Starting the New Day
Much of the snow did not stick to the floor but instead my hair and jacket. 😶🌫️
As someone interested in eBPF, having researched and developed some eBPF programming, I was especially excited for this convention.
Kickoff Highlights
- A dozen new Cilium case studies from CNCF!
- Cilium 1.16 Release
- netkit release (as performant as
host
network) - multicast, Gateway API 1.1 support
- Improved DNS-based netpol performance (5x reduction in latency)
- Cilium memory usage reduced by ~24%
- netkit release (as performant as
- eBPF is officially standardized under the IETF (RFC 9669)
- eBPF threat model published
- State of eBPF Report (Jan 2024)
Standout Talks
The schedule was chock-full of experience. From interesting journeys to yet another problem solved by eBPF, it was an overwhelming amount of information.
- Confluent’s Multi-Cloud Journey into Cilium
- Insightful Traffic Monitoring: Harnessing Cilium for Comprehensive Network Observability
- eBPF for Creating Least Privileged Policies
- Reinventing Seccomp for Fun and Profiles
- Exploring eBPF Use Cases in Cloud-Native Security
- Scaling Network Policy Enforcement Beyond the Cluster Boundary with Cilium
- Lessons Learned Migrating to Modern Multi-Platform eBPF Programs
How to Use XDP and eBPF to Accelerate IPSec Throughput by 400%
Fascinating to find myself following along with an experienced kernel dweller walking us through impressive gains in accelerating IPSec packet transmission by parallelizing flows.
TIL about the Toeplitz hashing method leveraged at the NIC level to distribute packets. This in turn unlocked the use of more than one core and naturally amplified throughput to unprecedented levels. I also learned that out of the box, eBPF programs will be pinned to a single core. One process, one or more threads pinned to a core. Ryan stated it is seemingly impossible to evenly distribute across multiple cores meaning sporadic bottlenecks at scale even with the gains seen here.
For our rate limiter we tapped into XDP but I could see, in retrospect, that we may have suffered from the CPU pinning mentioned.

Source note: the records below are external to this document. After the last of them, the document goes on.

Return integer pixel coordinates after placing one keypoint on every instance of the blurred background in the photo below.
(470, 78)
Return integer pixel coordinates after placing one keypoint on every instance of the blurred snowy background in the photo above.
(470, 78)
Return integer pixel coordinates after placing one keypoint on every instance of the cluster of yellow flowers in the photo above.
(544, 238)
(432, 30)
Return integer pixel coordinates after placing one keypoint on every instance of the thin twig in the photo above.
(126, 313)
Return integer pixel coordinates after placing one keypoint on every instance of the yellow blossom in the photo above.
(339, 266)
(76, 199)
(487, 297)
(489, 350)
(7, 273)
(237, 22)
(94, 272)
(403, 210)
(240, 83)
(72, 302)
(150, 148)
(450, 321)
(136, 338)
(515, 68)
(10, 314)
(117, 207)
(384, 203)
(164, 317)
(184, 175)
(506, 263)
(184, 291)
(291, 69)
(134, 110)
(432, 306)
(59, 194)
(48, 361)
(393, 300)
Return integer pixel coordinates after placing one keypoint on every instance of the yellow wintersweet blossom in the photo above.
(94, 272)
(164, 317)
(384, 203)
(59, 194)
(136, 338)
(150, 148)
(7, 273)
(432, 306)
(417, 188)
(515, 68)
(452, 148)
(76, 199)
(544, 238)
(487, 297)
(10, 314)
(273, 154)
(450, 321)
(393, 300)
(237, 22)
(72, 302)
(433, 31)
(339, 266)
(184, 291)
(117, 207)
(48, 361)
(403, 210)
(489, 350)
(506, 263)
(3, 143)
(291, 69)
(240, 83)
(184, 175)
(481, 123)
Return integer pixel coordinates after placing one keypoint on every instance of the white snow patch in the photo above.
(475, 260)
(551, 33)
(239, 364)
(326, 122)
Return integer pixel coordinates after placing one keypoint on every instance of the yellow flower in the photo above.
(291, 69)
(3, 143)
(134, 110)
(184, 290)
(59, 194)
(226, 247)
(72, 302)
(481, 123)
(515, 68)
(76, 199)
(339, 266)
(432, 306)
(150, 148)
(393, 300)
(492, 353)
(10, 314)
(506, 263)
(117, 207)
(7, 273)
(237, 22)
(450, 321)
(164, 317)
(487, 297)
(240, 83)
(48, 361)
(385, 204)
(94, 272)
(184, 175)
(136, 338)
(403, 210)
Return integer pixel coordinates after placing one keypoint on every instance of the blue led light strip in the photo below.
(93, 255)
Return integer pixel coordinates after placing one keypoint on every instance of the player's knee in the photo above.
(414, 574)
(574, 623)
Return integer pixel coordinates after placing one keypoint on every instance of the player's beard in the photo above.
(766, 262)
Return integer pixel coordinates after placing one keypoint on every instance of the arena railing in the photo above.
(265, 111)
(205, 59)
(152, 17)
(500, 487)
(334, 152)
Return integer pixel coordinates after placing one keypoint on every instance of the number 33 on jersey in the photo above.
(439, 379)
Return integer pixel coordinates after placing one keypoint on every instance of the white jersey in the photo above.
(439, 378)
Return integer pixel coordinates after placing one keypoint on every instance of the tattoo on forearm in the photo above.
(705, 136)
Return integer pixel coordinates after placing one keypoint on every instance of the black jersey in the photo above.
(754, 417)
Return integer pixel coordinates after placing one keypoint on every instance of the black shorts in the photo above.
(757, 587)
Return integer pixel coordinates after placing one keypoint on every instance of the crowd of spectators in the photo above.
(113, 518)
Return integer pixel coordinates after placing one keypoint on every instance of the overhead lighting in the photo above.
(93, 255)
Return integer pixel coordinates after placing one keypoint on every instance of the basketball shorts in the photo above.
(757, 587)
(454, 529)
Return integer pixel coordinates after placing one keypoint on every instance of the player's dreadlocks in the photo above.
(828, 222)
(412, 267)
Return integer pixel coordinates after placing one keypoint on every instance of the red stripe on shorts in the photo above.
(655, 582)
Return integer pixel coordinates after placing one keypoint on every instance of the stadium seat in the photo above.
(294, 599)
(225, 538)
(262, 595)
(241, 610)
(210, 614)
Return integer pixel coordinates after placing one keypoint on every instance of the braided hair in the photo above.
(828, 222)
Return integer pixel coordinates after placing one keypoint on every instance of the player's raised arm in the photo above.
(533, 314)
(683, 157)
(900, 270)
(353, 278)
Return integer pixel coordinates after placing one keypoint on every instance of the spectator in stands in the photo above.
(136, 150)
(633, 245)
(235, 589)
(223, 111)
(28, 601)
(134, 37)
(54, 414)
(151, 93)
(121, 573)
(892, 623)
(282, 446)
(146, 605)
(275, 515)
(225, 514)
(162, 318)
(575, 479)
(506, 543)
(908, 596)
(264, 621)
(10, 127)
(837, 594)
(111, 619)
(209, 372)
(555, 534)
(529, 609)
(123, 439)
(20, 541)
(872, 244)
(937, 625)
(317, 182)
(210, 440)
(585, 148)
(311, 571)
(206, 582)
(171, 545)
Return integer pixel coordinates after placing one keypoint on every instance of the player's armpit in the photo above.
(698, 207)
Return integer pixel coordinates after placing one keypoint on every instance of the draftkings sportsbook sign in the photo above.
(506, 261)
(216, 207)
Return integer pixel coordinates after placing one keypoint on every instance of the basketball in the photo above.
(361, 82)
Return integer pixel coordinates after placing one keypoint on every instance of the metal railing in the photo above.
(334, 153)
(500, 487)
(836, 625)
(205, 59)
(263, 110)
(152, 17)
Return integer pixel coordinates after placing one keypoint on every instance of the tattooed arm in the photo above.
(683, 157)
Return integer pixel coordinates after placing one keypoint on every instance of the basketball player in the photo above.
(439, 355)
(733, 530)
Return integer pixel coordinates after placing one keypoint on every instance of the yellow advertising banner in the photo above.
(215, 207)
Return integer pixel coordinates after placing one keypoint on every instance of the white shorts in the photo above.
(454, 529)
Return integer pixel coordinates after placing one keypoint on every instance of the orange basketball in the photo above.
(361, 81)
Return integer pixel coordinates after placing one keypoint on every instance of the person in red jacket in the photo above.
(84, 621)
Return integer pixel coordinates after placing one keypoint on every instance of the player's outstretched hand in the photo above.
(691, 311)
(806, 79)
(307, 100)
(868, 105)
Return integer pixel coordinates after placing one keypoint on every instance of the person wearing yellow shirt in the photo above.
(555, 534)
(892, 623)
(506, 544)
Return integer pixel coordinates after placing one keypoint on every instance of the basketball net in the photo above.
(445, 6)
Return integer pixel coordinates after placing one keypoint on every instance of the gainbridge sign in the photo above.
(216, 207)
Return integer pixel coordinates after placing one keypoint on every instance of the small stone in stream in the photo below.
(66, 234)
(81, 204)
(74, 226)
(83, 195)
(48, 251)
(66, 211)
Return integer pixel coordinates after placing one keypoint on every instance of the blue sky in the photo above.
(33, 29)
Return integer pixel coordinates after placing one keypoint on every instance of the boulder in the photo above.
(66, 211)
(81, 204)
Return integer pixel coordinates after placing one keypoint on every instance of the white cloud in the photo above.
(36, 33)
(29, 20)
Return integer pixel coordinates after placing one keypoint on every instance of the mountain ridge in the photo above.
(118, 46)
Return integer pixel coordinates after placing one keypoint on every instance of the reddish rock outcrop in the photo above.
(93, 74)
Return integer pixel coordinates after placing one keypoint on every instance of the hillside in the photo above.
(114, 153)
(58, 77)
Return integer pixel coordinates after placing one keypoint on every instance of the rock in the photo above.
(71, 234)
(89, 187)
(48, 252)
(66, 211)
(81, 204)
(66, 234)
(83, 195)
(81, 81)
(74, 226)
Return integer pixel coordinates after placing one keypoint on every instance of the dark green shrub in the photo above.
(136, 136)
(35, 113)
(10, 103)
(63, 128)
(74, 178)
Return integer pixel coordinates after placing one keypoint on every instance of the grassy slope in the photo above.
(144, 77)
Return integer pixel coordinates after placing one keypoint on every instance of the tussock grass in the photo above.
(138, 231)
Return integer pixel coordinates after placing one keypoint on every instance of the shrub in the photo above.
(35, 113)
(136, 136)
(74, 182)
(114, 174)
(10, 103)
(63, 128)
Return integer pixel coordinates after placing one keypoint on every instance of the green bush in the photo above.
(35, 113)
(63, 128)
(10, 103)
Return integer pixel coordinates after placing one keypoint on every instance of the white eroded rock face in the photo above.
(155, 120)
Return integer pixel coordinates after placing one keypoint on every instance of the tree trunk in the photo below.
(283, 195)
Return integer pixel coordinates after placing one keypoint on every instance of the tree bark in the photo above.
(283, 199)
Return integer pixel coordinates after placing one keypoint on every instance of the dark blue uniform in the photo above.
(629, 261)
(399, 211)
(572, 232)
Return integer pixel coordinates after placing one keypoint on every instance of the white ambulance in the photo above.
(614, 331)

Maybe I should look at Toeplitz/RSS as well. 🤔
Duffie of Isovalent suggested a particular Slack channel worth checking out for advice and bouncing ideas.
Live Migrating Production Clusters From Calico to Cilium
The folks over at SamsungAds gave us a tour down memory lane in reliving their migration from Calico to Cilium.
I’ve experimented with k3s
and kind
, yielding mixed results. Recently, I learned about Cilium’s new feature set
supporting CNI coexistence, which promises a smoother and more coordinated transition–perhaps signaling the end for
Multus? 😏
As part of their demo:
- Cilium was deployed via helm chart in the per-node configuration
- An existing Calico node was cordoned, drained and labeled to set Cilium as default CNI
- Cilium on target node restarted to initiate proper takeover
- Validate with
cilium status
- Uncordon, restart node workloads (so Cilium can manage)
- Rinse and repeat
The demo was surprisingly straightforward. And then the other shoe dropped. ~20 clusters, multi-tenant, ranging from 10 to 500 nodes per cluster, no network policies. 😒 Figured they may have been using Kubernetes native network policies and the steps taken were sufficient but surely not.
To account for network policies, we could:
- Deploy Cilium network policy counterparts
- If only there were netpol translation tooling
- Ensure 100% coverage (validation script checking netpol 1-to-1)
- Initiate per-node transition (repaves could work too albeit workloads will be pushed across the cluster)
Hubble Beyond Cilium
Microsoft have developed a CNI-agnostic alternative to Hubble, called Retina! It uses Hubble under the hood with added versatility for exporting metrics and traces.
They are well aware of the reuse of existing tech. The xkcd they showed was comically fitting:
The best bet to Hubble-level observability without Cilium.